Sepsis is a life threatening emergency that is caused by the body’s response to an infection that becomes systemic, injuring its own tissues and organs. If not recognised early and treated promptly, sepsis can lead to shock, multiple organ failure and even death. In cases of sepsis, every hour that treatment is delayed the chance of death increases.
Every year there are 150,000 cases of sepsis, resulting in 44,000 deaths which is more than deaths from bowel, prostate and breast cancer combined. You’re also five times more likely to suffer from sepsis than a heart attack or stroke.
Donna Lewthwaite and Stacey Wilson, sepsis nurse specialists at North Cumbria University Hospitals NHS Trust will be travelling the county teaching and raising awareness of how to spot the signs of sepsis not just to clinical staff, but to members of the public too. GPs across the county are also taking part as all healthcare organisations across the area look to spread awareness and understanding of the signs and symptoms of sepsis.
The team has a variety of events organised such as a trolley dash around the wards at West Cumberland Hospital in Whitehaven and the Cumberland Infirmary in Carlisle to visit as many staff as possible to highlight the sepsis message; public information stalls and even a film showing at the Kirkgate cinema in Cockermouth.
The film they will be showing is called Starfish and is based on a true story which follows a family who are thrown into turmoil when one of them contracts sepsis. The film will be free to view for all NHS staff.

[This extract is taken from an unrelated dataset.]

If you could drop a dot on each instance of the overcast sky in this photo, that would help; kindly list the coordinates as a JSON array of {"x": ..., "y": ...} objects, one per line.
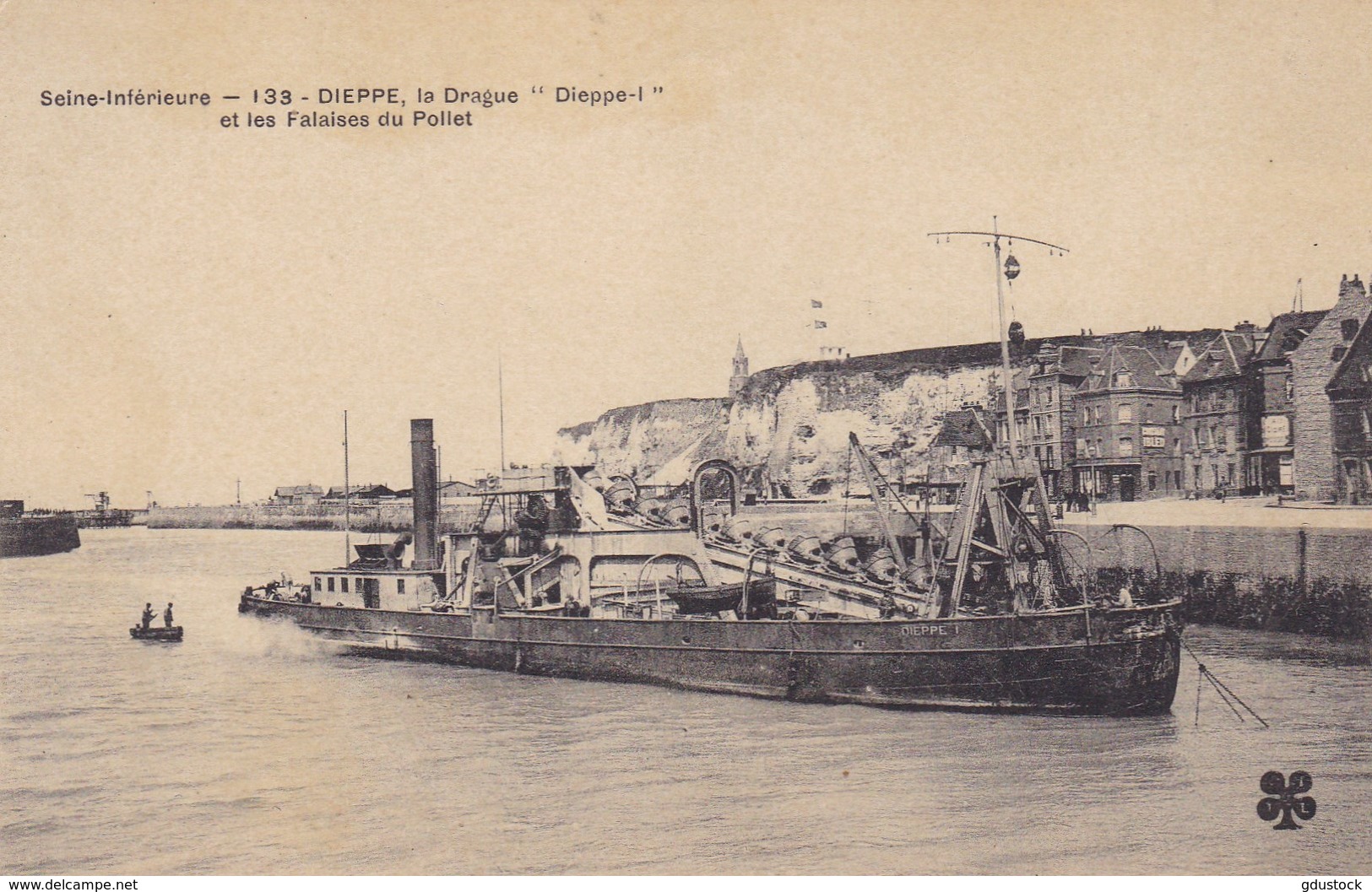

As well as events in hospitals, the team will be hosting public display stands in Dunmail Park, Workington on Friday 22 February and the Lanes, Carlisle on Tuesday 26 February.
Stacey Wilson, said: “We’re really excited to get out there and teach people about how to spot the signs and symptoms of sepsis. We want to give a serious message but have fun at the same time and get staff, patients and the public involved.”
Dr Jon Sturman, consultant anaesthetist who has an interest in sepsis, added: “As a Trust we are making huge efforts to improve the recognition and lifesaving management of sepsis patients. This includes investing in staff training, monitoring, improved communication and team working, early lifesaving treatments and provision of intensive care expertise where life support is needed. All of these components will improve sepsis outcomes. We are beginning to see improvements using this approach and that is to the credit of all front line staff”.
Clive Graham, consultant microbiologist and Trust lead on infection prevention, said: “We want the public as well as staff to be aware of sepsis. Everyone needs to know the signs and symptoms which are:
- Slurred speech or confusion
- Extreme shivering or muscle pain
- Passing no urine (in a day)
- Severe breathlessness
- It feels like you’re going to die
- Skin mottled or discoloured
“If in doubt, seek medical attention as soon as possible.”